Improve efficiency, save money?

"I think IRBs have spent a lot of time in the last few years trying to put all the policies and procedures in place to have a program that’s compliant with the regulations," Speers says. "I think that what IRBs need to do now is look at whether what they’re doing is the most efficient way to do it.

"In the past, there’s been major concentration on compliance and not necessarily on streamlining and efficiency. I think once they have a system in place that meets federal regulations, then they can begin to address questions around efficiency," she says.

The survey’s breakdowns of IRB staff — ranging from an average of six staff members at low-volume institutions to 14 at high-volume centers — can begin to give IRBs a better idea of how their own institutions stack up, Speers says.

But she says more surveys like this one are needed to help refine that process.

"Everybody in the field would like to have some benchmarks, to have a good idea how many staff you need per X number of protocols, but that’s very difficult to get," Speers says. "It’s very dependent on the type of system you use, the qualifications or the competency of the IRB, the number of IRBs, a lot of factors that influence those figures.

"I do think that if I were an institution trying to gauge where I am, I would look to these numbers to see if they feel right, if I feel like I’m in the range of similar institutions."

Sugarman says his group will continue to analyze the data from this survey.

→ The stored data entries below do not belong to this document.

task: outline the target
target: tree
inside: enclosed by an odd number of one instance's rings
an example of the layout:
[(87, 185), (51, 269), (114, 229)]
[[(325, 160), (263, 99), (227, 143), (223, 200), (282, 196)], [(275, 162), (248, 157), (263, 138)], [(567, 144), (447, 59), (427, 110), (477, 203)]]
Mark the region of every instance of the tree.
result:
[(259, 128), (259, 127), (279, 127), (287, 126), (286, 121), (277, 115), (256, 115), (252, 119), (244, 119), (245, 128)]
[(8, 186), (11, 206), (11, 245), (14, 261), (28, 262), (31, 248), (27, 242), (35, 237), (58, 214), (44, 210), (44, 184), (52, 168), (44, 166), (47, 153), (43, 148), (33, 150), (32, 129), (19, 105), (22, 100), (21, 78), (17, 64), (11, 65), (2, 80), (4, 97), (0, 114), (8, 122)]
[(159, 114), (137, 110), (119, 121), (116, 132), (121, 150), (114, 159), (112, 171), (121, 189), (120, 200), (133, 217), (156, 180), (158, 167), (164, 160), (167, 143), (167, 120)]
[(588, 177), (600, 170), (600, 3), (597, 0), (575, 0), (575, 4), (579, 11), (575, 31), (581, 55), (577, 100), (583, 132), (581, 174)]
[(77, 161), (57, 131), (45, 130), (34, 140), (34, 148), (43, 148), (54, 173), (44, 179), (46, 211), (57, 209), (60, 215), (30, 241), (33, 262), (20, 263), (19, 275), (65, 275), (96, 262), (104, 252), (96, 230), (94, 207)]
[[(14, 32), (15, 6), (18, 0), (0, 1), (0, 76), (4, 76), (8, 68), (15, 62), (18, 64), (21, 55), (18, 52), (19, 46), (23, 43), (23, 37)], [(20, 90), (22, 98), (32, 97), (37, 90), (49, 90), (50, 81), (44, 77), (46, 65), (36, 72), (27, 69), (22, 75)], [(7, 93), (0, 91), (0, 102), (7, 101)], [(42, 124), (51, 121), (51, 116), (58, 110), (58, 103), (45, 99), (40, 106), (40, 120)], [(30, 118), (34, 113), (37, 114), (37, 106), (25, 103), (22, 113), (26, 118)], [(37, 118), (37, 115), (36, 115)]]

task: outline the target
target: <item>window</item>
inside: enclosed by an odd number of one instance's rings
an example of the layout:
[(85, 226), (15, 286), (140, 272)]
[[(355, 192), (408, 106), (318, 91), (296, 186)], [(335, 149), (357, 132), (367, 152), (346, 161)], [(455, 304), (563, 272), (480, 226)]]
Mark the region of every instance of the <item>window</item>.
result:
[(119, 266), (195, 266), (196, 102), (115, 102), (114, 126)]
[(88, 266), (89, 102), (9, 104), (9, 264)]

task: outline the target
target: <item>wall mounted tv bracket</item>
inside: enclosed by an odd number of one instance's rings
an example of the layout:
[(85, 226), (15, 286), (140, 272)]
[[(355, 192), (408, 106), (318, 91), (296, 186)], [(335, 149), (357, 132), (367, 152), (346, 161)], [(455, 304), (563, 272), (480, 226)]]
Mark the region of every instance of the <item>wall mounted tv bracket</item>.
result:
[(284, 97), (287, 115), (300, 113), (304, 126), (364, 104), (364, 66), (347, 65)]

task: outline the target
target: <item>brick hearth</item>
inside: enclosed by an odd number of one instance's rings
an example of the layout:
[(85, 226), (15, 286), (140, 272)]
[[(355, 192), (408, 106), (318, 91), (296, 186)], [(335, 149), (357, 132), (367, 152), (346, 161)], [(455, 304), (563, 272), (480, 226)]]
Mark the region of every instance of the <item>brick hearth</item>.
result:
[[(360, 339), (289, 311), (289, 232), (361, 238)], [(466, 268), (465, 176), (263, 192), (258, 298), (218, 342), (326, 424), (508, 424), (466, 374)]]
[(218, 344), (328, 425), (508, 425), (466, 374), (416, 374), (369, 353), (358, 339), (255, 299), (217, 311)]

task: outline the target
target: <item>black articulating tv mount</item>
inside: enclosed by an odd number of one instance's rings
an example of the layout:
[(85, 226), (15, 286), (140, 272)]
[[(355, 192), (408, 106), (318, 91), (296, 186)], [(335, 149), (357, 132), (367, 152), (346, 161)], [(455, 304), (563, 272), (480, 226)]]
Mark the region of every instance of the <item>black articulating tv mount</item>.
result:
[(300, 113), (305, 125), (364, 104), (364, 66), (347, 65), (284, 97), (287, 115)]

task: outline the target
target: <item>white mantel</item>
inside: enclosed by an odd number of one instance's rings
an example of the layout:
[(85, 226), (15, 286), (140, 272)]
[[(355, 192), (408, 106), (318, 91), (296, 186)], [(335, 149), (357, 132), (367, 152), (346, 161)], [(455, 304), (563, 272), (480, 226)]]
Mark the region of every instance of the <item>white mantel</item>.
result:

In the future research, he hopes to concentrate more on the relationship between the cost of IRB activities and the quality of the resulting reviews. But he concedes that will be a tough nut to crack.

"It’s an enormous challenge to evaluate quality of review," he says. "There aren’t really good metrics yet for quality of review."

Reference

  1. Sugarman J, Getz K, Speckman JL, et al. Consortium to evaluate clinical research ethics: The cost of institutional review boards in academic medical centers. N Engl J Med 2005; 352(17):1,825-1,827.